Saturday 19 October 2024

My review of Elizabeth's Women: Friends, Rivals, and Foes Who Shaped the Virgin Queen, by Tracy Borman

Elizabeth's Women: Friends, Rivals, and Foes Who Shaped the Virgin Queen

by Tracy Borman

My rating: 3 out of 5 stars

Some armchair critics have overlooked the immense task Tracy Borman undertook and successfully completed in writing and getting this published. In a literary avalanche of popular Tudor history dominated by old masters and current favourites, this comparatively unknown writer braved something extraordinary.

Like others, I turned to this after exhausting dozens of biographies on the key Tudor players and their epoch. We must keep our expectations realistic - as with any such addictive material, there is only a finite euphoric altitude we can maintain before desensitisation to the fix itself sets in. No use hammering away wanting the earth to move page after page so far into any such study (we can perhaps reasonably assume that few absolute beginners would turn to this particular title for introductions to the reign).

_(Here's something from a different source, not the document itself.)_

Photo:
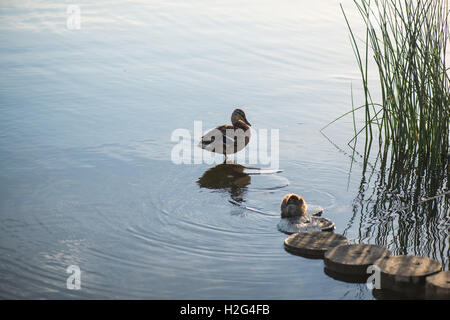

These things considered, it's also impossible not to draw comparisons.

With voices like Alison Weir (and Antonia Fraser, if not specifically on this subject then characterising the genre itself) to compete with, one has to wonder how others conjure up the confidence to even begin. What makes popular historians popular is not just their detail and accuracy but their voices (some of the most meticulously researched, accurately presented history published is dry, soulless and unreadable).

Borman holds her own voice-wise, here. It may be interesting to compare her progress after twenty, thirty, forty years  (Fraser, for example, already had her distinctively sumptuous, compassionate style down pat by the time of her 1969 Mary, Queen of Scots and, while perhaps growing technically and conceptually since, has preserved what made her successful: it's not so much what she says but the way that she says it! 

Similarly, Alison Weir had her own defining style to begin with - with perhaps more emphasis on impressive citation and indexing that made her stand out from others.

There are countless others. Carolly Erickson, Alison Plowden, David Starkey, David Loades, Eric Ives, the list is as long as it is diverse, all riding high on stylistic hallmarking rather than just breaking even on factualist or conceptualist calibre alone. 

Tracy Borman is yet to demonstrate any such characteristic consistency across any substantial body of published work. She has made a commendable start though and this book deserves its rightful place on any good Elizabethan historian's shelf. 

Though each of Elizabeth's women discussed have been well covered before in greater detail, they are here effectively assembled in a unique and stimulating formation. Context is key, with each woman's positioning seemingly bearing particular relevance on the defining of Gloriana herself.

Great concept. Well written. Will definitely consider reading more of this author's fine work.